Hors champ

L’alarmisme

Peut-être aurez-vous noté ma passion pour l'alarmisme. Rien ne me fascine tant que les mauvais augures et les prophètes de malheur. Sans doute cette fascination est-elle attribuable au fait que je suis, moi-même, un alarmiste réprimé.

Il faut aussi dire que pour les écrivains, l'alarmisme est un terrain connu.

J'entends par là que l'alarmisme est, à sa manière, une forme de fiction. Un genre littéraire envoûtant, proche cousin du conspirationnisme, démocratiquement pratiqué par tout le monde: journalistes, chauffeurs de taxi, politiciens et autres coiffeuses.

Je n'oserais pas prétendre que notre époque donne, plus qu'une autre, prise à l'alarmisme. N'empêche, il me semble que l'inquiétude est à la hausse – notamment en ce qui a trait aux nouvelles technologies.

J'ai l'impression d'assister au choc du futur. Pas une semaine ne passe sans que je tombe sur un billet ou une chronique qui présentent l'ordinateur et Internet comme les agents de la Grande Dégradation Universelle.

Dégradation de notre capacité de concentration, de focus, de cognition. Dégradation de la grammaire, de l'orthographe et des codes narratifs. Dégradation du sens critique, de la relation éditoriale, de la propriété intellectuelle, de la calligraphie.

Depuis l'an dernier, il me semble détecter une anxiété grandissante à l'égard de Facebook, Twitter et du réseautage social en général.

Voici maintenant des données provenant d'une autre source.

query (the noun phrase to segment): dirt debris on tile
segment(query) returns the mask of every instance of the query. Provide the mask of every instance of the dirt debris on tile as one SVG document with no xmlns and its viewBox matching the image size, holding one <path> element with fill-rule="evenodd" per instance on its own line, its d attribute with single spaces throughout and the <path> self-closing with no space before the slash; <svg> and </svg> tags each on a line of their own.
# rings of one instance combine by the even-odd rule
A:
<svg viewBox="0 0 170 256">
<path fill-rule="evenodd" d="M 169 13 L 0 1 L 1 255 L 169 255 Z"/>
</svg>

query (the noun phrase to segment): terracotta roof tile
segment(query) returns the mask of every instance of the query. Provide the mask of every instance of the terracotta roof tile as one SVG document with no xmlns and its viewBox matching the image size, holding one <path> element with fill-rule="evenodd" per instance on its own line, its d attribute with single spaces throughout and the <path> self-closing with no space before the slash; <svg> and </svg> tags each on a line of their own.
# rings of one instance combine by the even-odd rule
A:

Il faut dire que, dans ce domaine, nous avons été vachement loin – je pense notamment à des applications comme WhosHere qui, installées sur votre téléphone, recueillent vos données GPS et publient votre position en temps réel sur une carte.

Le simple téléphone portable, autrefois conspué, semble aujourd'hui bien bénin.

La situation a pris une ampleur telle que l'addiction aux médias sociaux passe désormais pour une question de santé publique. À l'émission L'après-midi porte conseil, diffusée sur la Première chaîne, on invitait récemment les auditeurs à décrocher de Facebook pendant deux semaines.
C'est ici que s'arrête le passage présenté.